15.25: Team lafoss (speaker: Maxim Shugaev; 11th place QWK
0.9301)
Concatenate tile pooling approach for end-to-end Gleason grading of
biopsies
End-to-end system for automatic assessment of ISUP grade based on
biopsy images is built. A novel Concatenate Tile pooling approach has
been developed and allowed us to perform training based on labels
assigned to entire images while using a tile-based approach. The
computational cost of training is reduced by more than 10 times in
comparison with training on full images. The training efficiency is
further improved by use of a newly proposed tile cutout method.

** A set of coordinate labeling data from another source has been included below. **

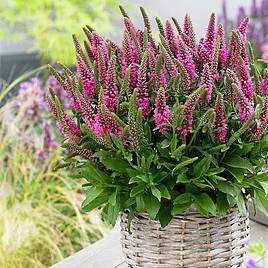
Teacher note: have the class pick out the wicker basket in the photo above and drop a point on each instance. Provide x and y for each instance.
(189, 241)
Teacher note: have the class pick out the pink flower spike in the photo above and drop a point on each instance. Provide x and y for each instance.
(96, 42)
(142, 97)
(188, 31)
(186, 58)
(86, 77)
(171, 38)
(244, 106)
(207, 80)
(210, 38)
(222, 52)
(264, 83)
(161, 112)
(108, 123)
(245, 80)
(243, 28)
(187, 113)
(220, 124)
(110, 86)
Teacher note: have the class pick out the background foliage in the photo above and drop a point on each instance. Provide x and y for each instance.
(51, 23)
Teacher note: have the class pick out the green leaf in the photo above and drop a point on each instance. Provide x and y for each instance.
(152, 205)
(164, 214)
(222, 203)
(112, 162)
(227, 188)
(216, 177)
(214, 171)
(238, 162)
(156, 192)
(91, 194)
(180, 208)
(178, 151)
(263, 177)
(183, 164)
(241, 204)
(182, 178)
(112, 213)
(90, 172)
(140, 203)
(112, 198)
(165, 144)
(173, 144)
(164, 191)
(205, 202)
(202, 166)
(97, 202)
(137, 190)
(262, 201)
(183, 199)
(238, 173)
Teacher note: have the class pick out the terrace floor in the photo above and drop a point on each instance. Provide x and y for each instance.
(106, 253)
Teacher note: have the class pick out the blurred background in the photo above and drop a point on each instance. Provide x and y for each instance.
(40, 217)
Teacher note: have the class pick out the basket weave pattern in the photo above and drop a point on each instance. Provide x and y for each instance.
(189, 241)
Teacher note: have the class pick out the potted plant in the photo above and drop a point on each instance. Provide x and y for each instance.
(171, 136)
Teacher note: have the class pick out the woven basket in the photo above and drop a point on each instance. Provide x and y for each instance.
(189, 241)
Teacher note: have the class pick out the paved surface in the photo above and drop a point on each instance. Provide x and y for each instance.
(106, 253)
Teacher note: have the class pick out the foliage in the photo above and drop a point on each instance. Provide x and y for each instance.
(162, 127)
(51, 23)
(258, 26)
(40, 220)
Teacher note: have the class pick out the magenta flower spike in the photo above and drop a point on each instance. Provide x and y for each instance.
(244, 78)
(110, 86)
(264, 83)
(101, 64)
(243, 28)
(152, 62)
(207, 80)
(128, 59)
(171, 38)
(142, 97)
(161, 112)
(169, 63)
(73, 100)
(244, 106)
(186, 58)
(222, 52)
(203, 55)
(187, 113)
(220, 124)
(86, 77)
(264, 114)
(96, 42)
(108, 123)
(210, 38)
(188, 31)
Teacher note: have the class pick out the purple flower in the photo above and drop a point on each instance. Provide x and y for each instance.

Progressive label self-distillation and removal of noisy labels is
applied to handle the training data with a substantial level of label
noise (0.853 QWK).
16.10: Team ChienYiChi (speaker: Jianyi Ji; 8th place QWK 0.9323)
Gleason grading of biopsies using attention and NetVLAD
Whole Slide Images (WSI) of biopsies have billions of pixels.The
common way to deal with this kind of image is to extract some good
tiles from it. To efficiently select potential tiles from WSI, we train
a model with an attention layer over these tile candidates. Top k of the
tiles are processed by another CNN model. Finally, all features
aggregate with a NetVLAD layer before the final output.

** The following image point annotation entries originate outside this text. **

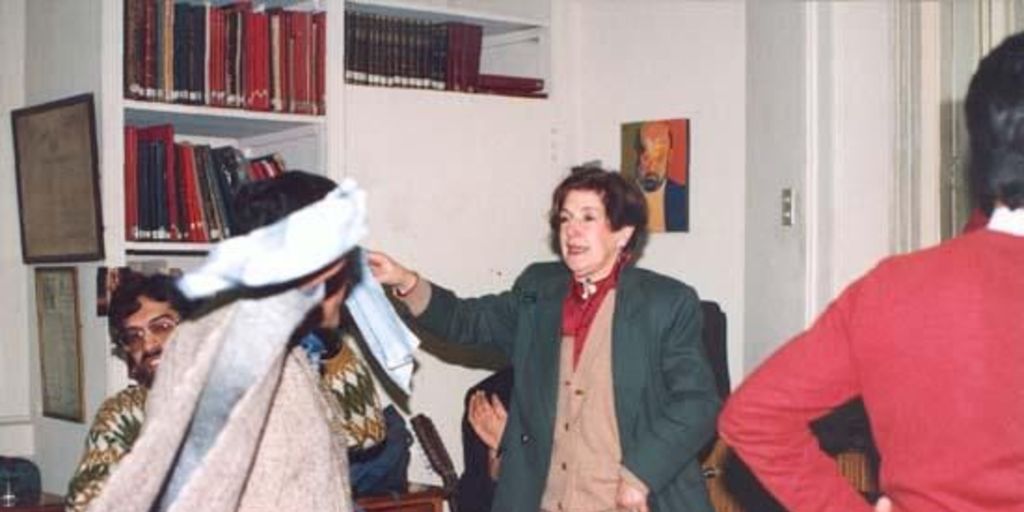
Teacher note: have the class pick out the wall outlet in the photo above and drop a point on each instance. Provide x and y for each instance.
(787, 207)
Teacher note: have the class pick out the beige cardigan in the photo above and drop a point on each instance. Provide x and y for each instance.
(275, 451)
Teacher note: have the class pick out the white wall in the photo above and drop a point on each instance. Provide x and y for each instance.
(459, 190)
(15, 423)
(61, 59)
(657, 59)
(862, 132)
(774, 262)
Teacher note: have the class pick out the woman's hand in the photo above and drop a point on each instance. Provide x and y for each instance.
(390, 272)
(631, 498)
(487, 417)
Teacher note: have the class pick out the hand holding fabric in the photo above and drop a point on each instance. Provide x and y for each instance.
(631, 498)
(487, 417)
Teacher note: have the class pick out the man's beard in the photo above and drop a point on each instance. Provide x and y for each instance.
(141, 373)
(650, 181)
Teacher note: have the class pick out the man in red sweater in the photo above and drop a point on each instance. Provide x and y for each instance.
(932, 341)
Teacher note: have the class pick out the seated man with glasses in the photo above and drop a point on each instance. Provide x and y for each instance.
(143, 312)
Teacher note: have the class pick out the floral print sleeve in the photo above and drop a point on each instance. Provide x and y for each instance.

16.20: Team BarelyBears (Speaker: Hiroshi Yoshihara; 6th place QWK
0.9326)
A label noise robust ISUP grading system using multi-instance
learning.
We developed an automated ISUP grading system, which is an ensemble
model of four multi-instance learning (MIL) networks. A MIL network
consists of a feature extractor which extracts features from patches
obtained from a whole slide image, and a head which concatenates and
pools all the features and predicts the ISUP grade. Various backbones
were used in the feature extractors. Networks were trained with Online
Uncertainty Sample Mining, or with Mixup in order to improve robustness
to label noises. The ensemble model trained noise-robustly showed better
performance compared to the model trained ordinarily.

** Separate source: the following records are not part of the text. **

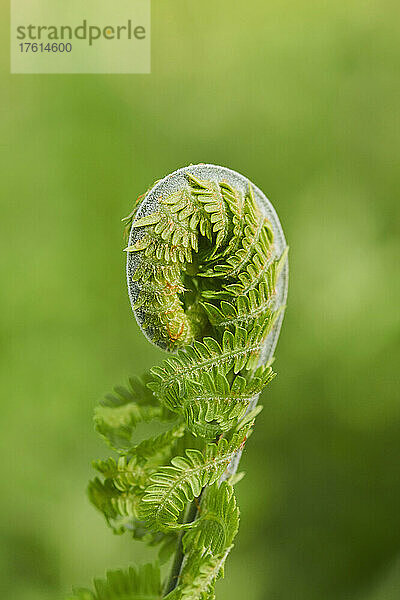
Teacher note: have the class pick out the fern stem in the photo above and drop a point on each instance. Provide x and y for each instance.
(173, 578)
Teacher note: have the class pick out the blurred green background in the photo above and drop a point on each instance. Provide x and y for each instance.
(303, 98)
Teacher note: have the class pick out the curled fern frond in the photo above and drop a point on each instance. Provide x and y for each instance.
(207, 278)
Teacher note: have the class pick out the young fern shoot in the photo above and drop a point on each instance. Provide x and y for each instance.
(207, 278)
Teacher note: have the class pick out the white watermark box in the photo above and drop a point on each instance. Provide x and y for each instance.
(71, 36)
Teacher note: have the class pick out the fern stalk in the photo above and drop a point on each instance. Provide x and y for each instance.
(207, 279)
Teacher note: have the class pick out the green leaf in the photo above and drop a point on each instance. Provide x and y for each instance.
(136, 583)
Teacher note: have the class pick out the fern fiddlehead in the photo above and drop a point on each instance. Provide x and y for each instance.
(207, 278)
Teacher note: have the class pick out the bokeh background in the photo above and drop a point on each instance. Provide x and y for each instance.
(303, 98)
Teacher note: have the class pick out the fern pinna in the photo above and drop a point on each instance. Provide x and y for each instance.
(207, 278)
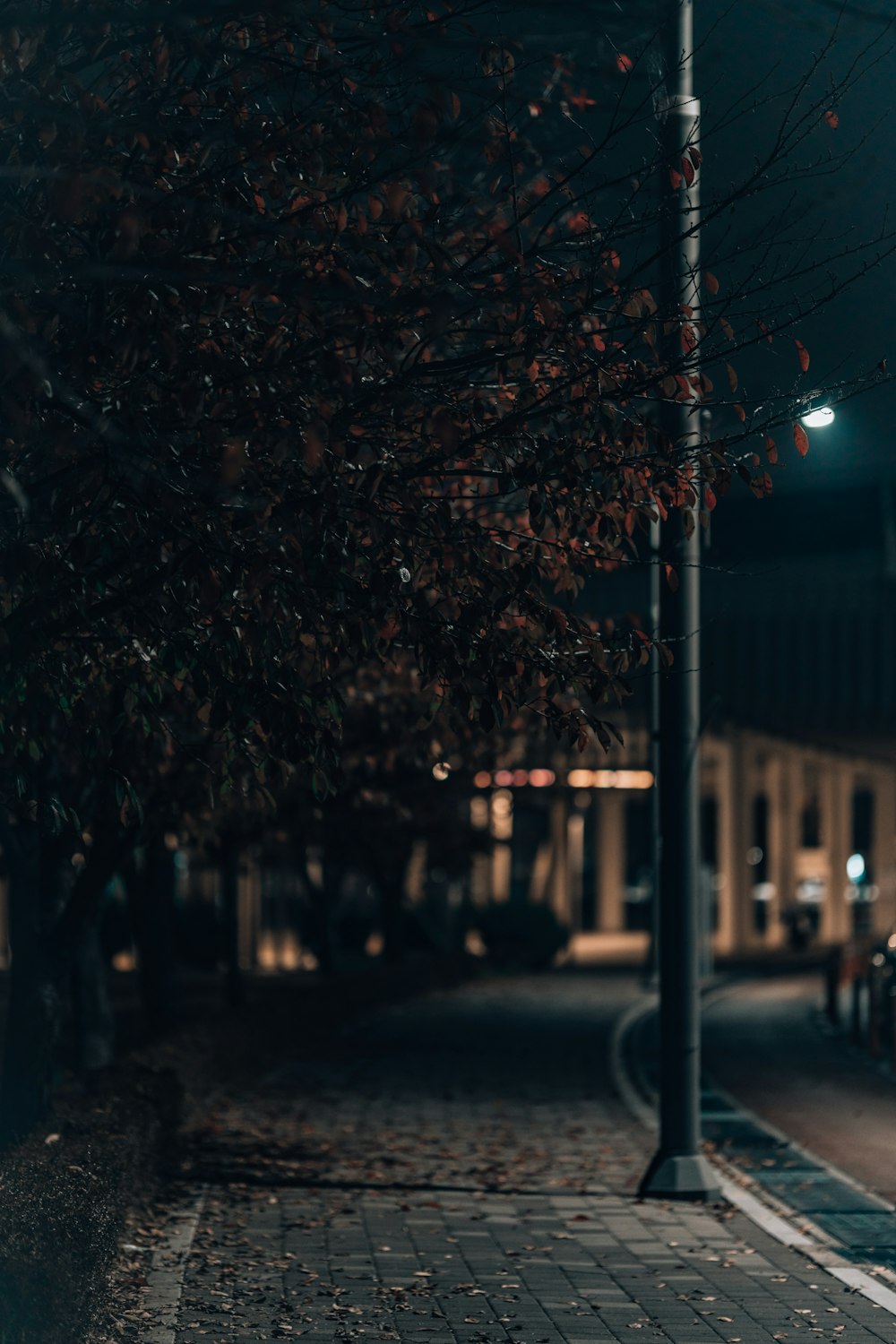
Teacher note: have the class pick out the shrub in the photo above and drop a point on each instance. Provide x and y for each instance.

16.30: Team Save The Prostate (speaker: Rui Guo; 2nd place QWK
0.9377)
Gleason grading of biopsies with tile-based inputs
Deep learning methods have shown promising results in diagnosing
prostate cancer (PCa). However, due to the various input shapes and
giga-pixel resolution of patient biopsies, traditional training methods
require extensive and costly computational resources. Our team has
utilized a tile-based method to address these issues, which requires
significantly low computational resources while maintaining a state of
the art performance. Our approach includes a combination of 3 different
methods: (1) Multi-Instance Learning (MIL) based CNN with
attention-selected high-resolution input. (2) MIL based CNN with
Squeeze-and-Excite Module across all tiles. (3) Deep CNN with
re-composed single rectangular images from tiles. Additionally, we
successfully tackled high-level label noise in training data by
utilizing robust loss functions and pseudo labels.
16.40: Team PND (speaker: Yusuke Fujimoto; 1st place QWK 0.9409)
Gleason grading of biopsies with simple label noise reduction
technique
We propose a simple label noise reduction technique, where we predict
the Gleason score based on hold-out training, and remove noisy label
data with a large gap between prediction and the ground truth.
While our method is very simple, yet useful; it can be easily applied to
other tasks and models. We were able to win the competition by applying
this method to simple EfficientNet based networks.